Supporting business model evaluation, we observe the use of key performance indicators (KPIs) to further structure the performance assessment of business models [26]. KPIs represent measurable constructs that facilitate organizations to assess and monitor business performance relative to the objectives on which the KPIs have been built [42]. Generally, KPIs are defined based on business strategy, enabling organizations to translate abstract strategic objectives into concrete, measurable KPIs. In the context of business models, KPIs therefore are used to support business model decision making and to evaluate whether, or the degree to which, a business model design satisfies its strategic objectives [52].
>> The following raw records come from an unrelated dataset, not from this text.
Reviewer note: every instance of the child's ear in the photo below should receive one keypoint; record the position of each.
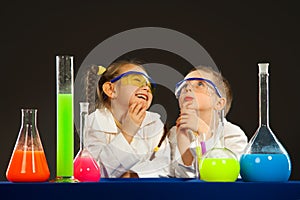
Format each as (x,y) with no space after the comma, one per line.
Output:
(108,89)
(221,102)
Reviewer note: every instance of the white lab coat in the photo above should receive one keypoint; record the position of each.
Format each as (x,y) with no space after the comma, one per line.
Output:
(234,139)
(116,156)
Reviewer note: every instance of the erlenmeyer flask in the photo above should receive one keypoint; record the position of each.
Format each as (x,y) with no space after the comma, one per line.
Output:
(28,162)
(86,168)
(265,159)
(219,164)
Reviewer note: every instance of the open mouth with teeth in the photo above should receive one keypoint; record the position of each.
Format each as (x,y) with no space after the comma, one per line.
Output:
(142,96)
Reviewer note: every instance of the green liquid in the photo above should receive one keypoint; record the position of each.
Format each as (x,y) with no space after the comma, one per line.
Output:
(65,136)
(219,169)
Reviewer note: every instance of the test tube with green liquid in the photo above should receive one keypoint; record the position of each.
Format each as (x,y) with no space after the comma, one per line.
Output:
(65,120)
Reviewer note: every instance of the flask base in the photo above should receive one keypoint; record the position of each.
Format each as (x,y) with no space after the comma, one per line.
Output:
(65,179)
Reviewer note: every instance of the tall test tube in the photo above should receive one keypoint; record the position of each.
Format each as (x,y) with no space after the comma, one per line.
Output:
(65,120)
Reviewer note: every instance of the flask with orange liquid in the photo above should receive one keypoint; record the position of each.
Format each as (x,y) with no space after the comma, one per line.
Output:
(28,161)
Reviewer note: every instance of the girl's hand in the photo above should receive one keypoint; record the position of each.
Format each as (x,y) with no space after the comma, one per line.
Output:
(189,119)
(134,118)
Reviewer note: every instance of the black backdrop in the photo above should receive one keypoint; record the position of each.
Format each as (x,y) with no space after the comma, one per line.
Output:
(237,36)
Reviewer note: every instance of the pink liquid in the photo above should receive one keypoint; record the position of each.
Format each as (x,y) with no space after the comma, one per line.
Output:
(86,169)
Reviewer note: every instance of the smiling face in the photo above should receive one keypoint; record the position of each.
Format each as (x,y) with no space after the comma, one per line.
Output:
(128,92)
(197,92)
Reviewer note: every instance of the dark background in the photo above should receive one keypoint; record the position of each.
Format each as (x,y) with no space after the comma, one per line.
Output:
(237,36)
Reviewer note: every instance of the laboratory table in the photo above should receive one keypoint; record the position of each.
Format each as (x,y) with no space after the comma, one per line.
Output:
(154,189)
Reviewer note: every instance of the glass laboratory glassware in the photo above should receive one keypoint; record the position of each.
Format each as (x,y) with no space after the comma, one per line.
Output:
(264,158)
(65,121)
(86,168)
(28,161)
(219,164)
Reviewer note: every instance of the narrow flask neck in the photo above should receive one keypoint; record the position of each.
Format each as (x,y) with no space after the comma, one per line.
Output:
(83,121)
(263,99)
(29,117)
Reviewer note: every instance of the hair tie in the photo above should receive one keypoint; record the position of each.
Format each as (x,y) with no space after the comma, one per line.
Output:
(101,70)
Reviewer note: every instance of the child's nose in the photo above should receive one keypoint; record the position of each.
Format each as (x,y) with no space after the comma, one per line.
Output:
(145,87)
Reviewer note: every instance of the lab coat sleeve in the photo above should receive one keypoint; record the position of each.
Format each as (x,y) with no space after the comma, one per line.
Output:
(116,157)
(156,168)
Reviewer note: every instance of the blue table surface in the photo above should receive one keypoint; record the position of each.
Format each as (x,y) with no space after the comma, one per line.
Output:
(151,188)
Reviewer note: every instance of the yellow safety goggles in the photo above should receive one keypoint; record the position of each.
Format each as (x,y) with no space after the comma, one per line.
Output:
(135,78)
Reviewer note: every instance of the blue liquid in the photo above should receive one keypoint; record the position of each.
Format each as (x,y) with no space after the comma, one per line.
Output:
(265,167)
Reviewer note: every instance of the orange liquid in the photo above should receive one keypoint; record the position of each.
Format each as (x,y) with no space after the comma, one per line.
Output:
(28,166)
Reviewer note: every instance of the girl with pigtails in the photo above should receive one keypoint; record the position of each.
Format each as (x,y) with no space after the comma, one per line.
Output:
(125,138)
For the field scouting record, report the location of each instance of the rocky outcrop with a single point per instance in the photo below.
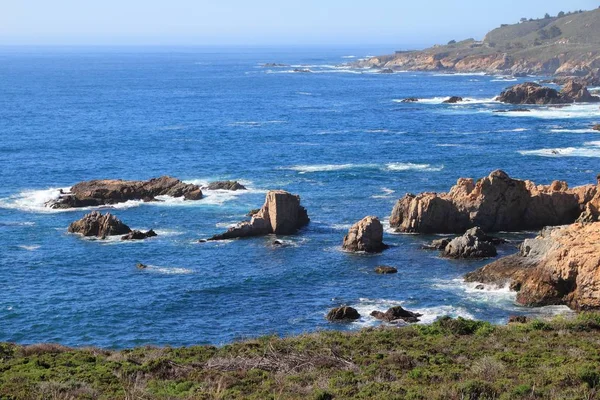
(225, 185)
(103, 192)
(139, 235)
(494, 203)
(96, 224)
(281, 214)
(473, 244)
(395, 314)
(560, 266)
(385, 270)
(453, 100)
(532, 93)
(366, 235)
(342, 314)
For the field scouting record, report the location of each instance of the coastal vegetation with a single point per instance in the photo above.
(449, 359)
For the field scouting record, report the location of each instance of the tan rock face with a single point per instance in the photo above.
(281, 214)
(366, 235)
(495, 203)
(111, 191)
(560, 266)
(96, 224)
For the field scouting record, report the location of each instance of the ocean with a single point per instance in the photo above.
(340, 138)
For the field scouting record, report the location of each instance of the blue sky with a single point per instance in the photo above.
(263, 22)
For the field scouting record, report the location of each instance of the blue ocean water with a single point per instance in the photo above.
(337, 137)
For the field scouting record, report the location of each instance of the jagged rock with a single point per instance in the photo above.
(281, 214)
(102, 192)
(397, 313)
(495, 203)
(453, 100)
(341, 314)
(225, 185)
(96, 224)
(139, 235)
(437, 244)
(473, 244)
(366, 235)
(560, 266)
(384, 270)
(532, 93)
However, the effectiveness of KPIs to support decision making depends significantly on the timing for which they are applied in the business model innovation process [74]. Business model innovation is an iterative process, for which a novel business model design is gradually developed and concretized over time. As a result, early phases of the innovation process are often characterized by significant uncertainty and limited data availability [44], even more so for business models that are new to the firm [15]. In such early phases, quantified KPIs offer limited support for decision making, as the performance of the business model design can hardly be accurately measured or predicted. Therefore, to support decision making, such KPIs should be catered to the characteristics of the innovation process, gradually quantifying as the business model design concretizes. However, examining current literature, we observe that research generally focuses on techniques toward the definition of quantitative (business model) KPIs [26, 33, 45]. As a result, these techniques offer limited guidance on the definition of qualitative KPIs suitable for use in early phases of business model innovation, as well as describing how these KPIs should be gradually quantified to support decision making. On the other hand, opinion-based techniques (such as expert judgment) as a means to account for qualitative decision making are often unstructured and do not offer much value toward measuring the performance of business models, particularly in later phases of the innovation process. As such, research lacks structured guidance for the definition of KPIs to support decision making throughout business model innovation, clarifying how KPIs can be defined and developed to cater to the characteristics of the innovation process. This is troublesome as limited decision support may result in poor or inadequately designed business models with limited long-term viability [55]. To address this research challenge, we pose the following research objective:

To develop a method for the definition of business model key performance indicators (KPIs) catered to the characteristics of the business model innovation process to support business model decision making.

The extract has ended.